A set of documents comprising correspondence, photographs, photocopied drawings and wax light bulbs were shown on folding platforms of varying height (repurposed choir stands). These objects served to collapse three distinct father-son relationships: Tuomas and his late father, Pierre and his late father, and the relation we envisioned existing between the artist (having given up his creative ambitions to support a family) and his son, a painter.
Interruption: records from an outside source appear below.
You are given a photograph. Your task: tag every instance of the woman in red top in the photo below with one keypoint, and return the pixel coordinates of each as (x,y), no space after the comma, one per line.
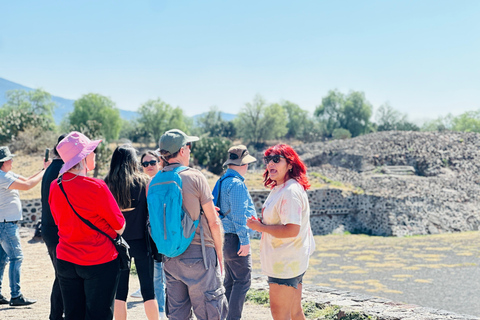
(88,268)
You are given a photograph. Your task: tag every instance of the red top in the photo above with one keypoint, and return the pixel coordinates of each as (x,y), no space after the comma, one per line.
(91,198)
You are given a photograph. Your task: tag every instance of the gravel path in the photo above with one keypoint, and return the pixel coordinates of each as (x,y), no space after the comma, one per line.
(37,279)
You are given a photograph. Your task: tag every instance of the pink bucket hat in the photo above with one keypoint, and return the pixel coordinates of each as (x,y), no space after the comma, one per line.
(73,148)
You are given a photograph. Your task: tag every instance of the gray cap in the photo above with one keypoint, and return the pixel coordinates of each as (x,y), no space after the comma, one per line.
(172,140)
(5,154)
(239,156)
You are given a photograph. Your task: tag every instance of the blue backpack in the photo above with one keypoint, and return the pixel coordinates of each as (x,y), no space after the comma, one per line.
(172,228)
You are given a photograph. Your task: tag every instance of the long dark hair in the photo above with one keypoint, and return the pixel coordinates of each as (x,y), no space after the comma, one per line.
(124,173)
(298,172)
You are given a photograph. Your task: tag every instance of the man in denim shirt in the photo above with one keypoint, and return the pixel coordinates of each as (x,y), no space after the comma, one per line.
(236,206)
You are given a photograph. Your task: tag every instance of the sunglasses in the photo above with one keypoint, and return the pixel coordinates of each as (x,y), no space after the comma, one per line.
(276,158)
(147,163)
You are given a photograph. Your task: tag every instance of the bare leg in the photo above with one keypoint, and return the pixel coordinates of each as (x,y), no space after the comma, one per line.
(151,309)
(281,301)
(120,310)
(297,310)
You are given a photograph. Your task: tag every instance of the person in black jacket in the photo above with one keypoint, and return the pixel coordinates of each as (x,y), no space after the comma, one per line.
(128,186)
(50,230)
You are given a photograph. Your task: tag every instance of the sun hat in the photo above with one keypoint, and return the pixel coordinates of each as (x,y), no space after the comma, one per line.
(172,140)
(239,156)
(5,154)
(73,148)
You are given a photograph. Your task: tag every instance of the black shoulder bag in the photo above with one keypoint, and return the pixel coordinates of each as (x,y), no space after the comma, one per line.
(120,244)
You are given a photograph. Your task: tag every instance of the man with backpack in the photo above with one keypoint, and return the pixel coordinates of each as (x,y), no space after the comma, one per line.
(236,206)
(186,229)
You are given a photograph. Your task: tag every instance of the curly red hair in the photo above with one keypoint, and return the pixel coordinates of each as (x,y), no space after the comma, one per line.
(298,172)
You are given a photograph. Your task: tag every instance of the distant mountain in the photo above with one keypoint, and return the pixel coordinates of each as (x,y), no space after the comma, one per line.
(64,106)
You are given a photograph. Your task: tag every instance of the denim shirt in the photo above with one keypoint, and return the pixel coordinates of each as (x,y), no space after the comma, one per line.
(236,200)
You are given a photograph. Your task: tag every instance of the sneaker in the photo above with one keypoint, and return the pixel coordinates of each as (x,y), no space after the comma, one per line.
(3,300)
(21,301)
(136,294)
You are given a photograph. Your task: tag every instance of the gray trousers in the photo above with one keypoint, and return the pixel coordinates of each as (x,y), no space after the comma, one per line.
(238,272)
(190,285)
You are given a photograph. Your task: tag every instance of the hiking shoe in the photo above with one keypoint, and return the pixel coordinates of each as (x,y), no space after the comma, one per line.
(21,301)
(3,300)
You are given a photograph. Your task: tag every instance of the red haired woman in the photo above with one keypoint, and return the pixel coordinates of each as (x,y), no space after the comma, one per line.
(287,239)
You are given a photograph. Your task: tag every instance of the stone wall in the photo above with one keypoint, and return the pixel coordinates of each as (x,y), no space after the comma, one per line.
(32,212)
(336,210)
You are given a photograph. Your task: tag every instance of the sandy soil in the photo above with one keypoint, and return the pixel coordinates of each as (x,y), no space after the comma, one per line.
(37,279)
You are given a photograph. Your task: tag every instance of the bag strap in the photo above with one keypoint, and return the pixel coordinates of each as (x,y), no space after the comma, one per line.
(87,222)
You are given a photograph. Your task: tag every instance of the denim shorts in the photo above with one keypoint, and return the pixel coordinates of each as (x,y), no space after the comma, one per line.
(291,282)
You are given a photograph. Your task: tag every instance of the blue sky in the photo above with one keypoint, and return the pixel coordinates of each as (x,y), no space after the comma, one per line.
(423,57)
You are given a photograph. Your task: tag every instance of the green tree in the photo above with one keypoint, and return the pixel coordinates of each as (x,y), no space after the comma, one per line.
(156,117)
(102,110)
(351,112)
(387,118)
(467,122)
(257,122)
(93,130)
(440,124)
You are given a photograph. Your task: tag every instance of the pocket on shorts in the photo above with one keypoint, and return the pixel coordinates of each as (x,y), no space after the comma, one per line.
(192,262)
(216,304)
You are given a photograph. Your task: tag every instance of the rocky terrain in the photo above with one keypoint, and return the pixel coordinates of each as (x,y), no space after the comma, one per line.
(420,182)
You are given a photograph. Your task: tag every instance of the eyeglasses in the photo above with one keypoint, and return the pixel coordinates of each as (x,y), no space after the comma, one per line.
(276,158)
(147,163)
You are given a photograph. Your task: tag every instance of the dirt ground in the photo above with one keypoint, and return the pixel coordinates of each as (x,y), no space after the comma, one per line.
(37,278)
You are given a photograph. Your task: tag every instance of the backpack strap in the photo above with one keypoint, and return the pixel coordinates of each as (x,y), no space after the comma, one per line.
(177,170)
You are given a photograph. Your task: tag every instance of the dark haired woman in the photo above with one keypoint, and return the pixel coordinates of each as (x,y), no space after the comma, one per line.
(287,240)
(87,264)
(128,186)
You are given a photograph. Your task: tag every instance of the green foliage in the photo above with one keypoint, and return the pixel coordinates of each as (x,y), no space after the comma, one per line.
(156,117)
(260,297)
(312,310)
(351,112)
(439,124)
(93,130)
(258,122)
(213,125)
(390,119)
(341,133)
(211,152)
(101,110)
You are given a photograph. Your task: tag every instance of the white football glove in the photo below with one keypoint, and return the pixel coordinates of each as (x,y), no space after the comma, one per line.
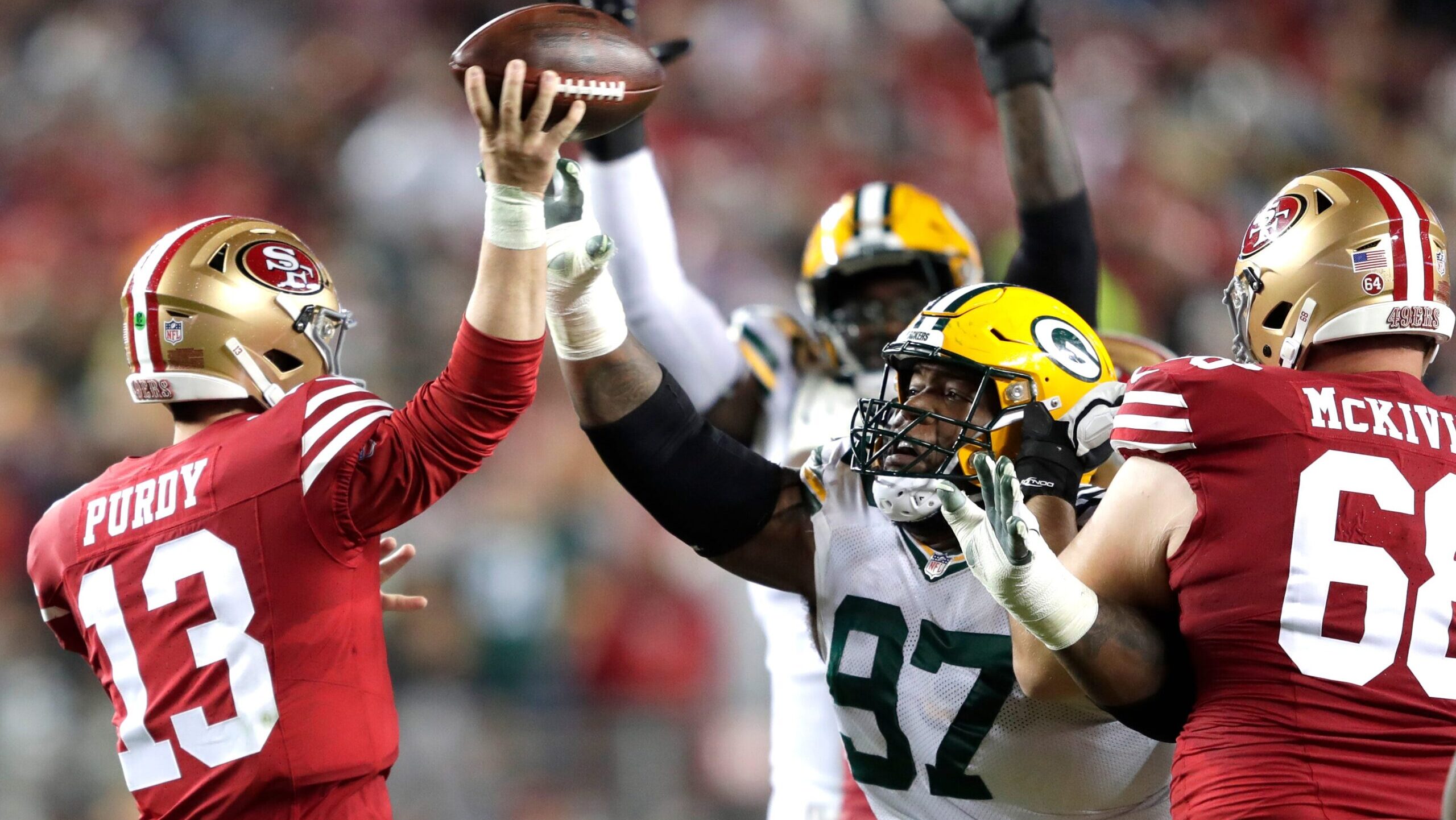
(583,309)
(1007,553)
(1090,423)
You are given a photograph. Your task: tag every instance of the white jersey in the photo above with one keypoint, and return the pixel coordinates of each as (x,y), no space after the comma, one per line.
(921,672)
(804,405)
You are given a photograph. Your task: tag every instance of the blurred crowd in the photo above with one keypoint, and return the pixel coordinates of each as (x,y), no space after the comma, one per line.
(574,663)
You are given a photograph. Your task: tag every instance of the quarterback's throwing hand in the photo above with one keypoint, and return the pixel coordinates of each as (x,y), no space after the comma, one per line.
(1005,549)
(518,151)
(395,561)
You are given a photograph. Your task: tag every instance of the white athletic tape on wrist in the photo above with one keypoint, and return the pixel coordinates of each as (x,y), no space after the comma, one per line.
(583,309)
(514,219)
(1043,595)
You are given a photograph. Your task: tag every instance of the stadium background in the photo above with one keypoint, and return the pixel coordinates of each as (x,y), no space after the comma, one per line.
(576,663)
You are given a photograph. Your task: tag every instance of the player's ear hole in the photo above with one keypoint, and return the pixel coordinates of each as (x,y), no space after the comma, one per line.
(283,362)
(1275,320)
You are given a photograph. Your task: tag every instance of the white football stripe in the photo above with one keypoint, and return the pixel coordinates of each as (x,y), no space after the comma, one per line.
(329,395)
(1410,235)
(1123,443)
(332,449)
(1161,398)
(1132,421)
(332,420)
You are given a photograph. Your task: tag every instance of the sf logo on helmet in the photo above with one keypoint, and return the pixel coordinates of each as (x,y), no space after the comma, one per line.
(1273,221)
(282,267)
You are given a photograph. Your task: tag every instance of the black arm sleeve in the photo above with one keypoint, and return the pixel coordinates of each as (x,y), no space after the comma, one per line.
(1057,255)
(705,488)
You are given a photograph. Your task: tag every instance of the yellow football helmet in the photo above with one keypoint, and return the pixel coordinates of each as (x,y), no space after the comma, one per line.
(229,308)
(1338,254)
(1025,347)
(882,230)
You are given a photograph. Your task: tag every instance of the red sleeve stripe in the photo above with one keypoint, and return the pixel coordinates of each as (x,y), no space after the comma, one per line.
(324,396)
(1155,423)
(1152,446)
(1161,398)
(338,443)
(53,612)
(337,416)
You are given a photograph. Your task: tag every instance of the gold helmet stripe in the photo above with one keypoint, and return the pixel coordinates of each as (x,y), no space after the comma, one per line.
(1413,244)
(144,330)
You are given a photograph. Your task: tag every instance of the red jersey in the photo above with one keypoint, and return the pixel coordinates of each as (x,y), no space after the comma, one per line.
(226,589)
(1315,586)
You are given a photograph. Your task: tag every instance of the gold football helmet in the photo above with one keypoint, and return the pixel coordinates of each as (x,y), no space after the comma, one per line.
(1130,351)
(229,308)
(1338,254)
(875,232)
(1023,344)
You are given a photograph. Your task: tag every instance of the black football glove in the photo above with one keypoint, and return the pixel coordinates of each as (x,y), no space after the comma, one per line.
(631,138)
(1054,453)
(1010,43)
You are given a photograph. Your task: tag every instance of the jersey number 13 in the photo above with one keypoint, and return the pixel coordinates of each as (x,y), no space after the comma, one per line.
(147,762)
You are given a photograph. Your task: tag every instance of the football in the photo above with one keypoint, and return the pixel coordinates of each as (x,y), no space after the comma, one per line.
(599,60)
In an effort to better grasp these dynamics and expand upon them, we recorded an extended conversation over several days in the studio, paced in 50-minute increments to mirror the standard psychoanalytic session. The resulting transcript, touching on aspects of our friendship, our respective childhoods, and mutual loss, was presented as a spiral-bound book placed on two red chairs that occupied the gallery’s central axis. This dialogue allowed us to reframe our relationship to the found portfolio — parts of which were reproduced on the nearby tables — which in turn offered us leeway to talk about our own ambivalence toward being recognized as makers. We started considering our position in relation to the artist’s son, who was ostensibly our peer but most importantly seemed to be fulfilling his father’s artistic ambitions.
Using a low-res image from his website, we set about remaking one of his paintings. It depicted three garbage cans, two empty and one in which three objects in primary colors stood in sharp relief against the black ground — a blue moon, a yellow star and a red heart. In a very literal way it seemed to encapsulate the potential held in the discarded portfolio, awaiting discovery. Coincidentally, the use of the three primary colors brought us back to a photograph we had used earlier in The Elder, showing three of the wooden toys designed by Tuomas’ father, held before a baby, its hand stretched out expectantly.